Although some U.S. evangelicals and the Church of England have spoken out against the pending law, the U.K.’s Peter Tatchell, who heads up the GLBT equality group OutRage!, said that those religious organizations had not curbed homophobia, but rather had stoked anti-gay sentiment through church-backed abstinence-only anti-AIDS programs. Tatchell also said that the Anglican denomination "has also been preaching strongly against same-sex relationships."

"The church hasn’t dealt kindly with anyone who disagrees with its institutionalized homophobia," noted the EDGE article. "It excommunicated Bishop Christopher Senyonjo for speaking out against the church’s homophobia."

"Most of the homophobia we face is perpetrated by religious leaders, who play a big role in the law processes," the leader of Sexual Minorities Uganda, Pepe J. Onziema, testified.

Metropolitan Community Churches Global Justice Ministry chairman Rev. Pat Baumgardner was one church official who denounced the nation’s climate of homophobia. "It’s horrendous," said Baumgardner. Even without the pending law having taken effect, "People who are out, and even people who are suspected, live with daily harassment and threats to their lives."

The leader of Gay Rights Uganda, who lives in exile and goes only by the name Kizza out of fear for his safety, said that gays are already subjected to extreme extrajudicial treatment, including "torture, arbitrary arrests and detention." Kizza said that gays and lesbians are beaten, raped, and even beheaded. Those who escape such abuses are often left to face another kind of violence: that of poverty. "A big number of LGBT people are illiterate, unemployed, and homeless," Kizza told EDGE.

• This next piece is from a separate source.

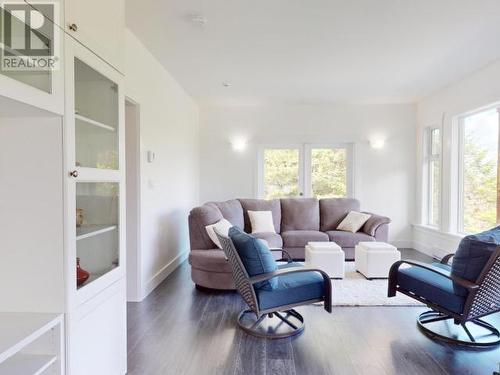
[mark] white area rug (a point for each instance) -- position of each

Unmarried adults have to worry that they might be branded as gay, whether or not that might be true. "This has led many into living double lives and lack of true love expressions," said Kizza. "Lesbians end up as hetero-wives and gay-men as hetero-husbands." Anti-gay social pressure also results from a belief that gays bring suffering to the community as a whole, Kizza said: blame crop failures or other disasters are laid at the feet of gays. People known or suspected to be gay have been burned alive in an attempt at propitiation.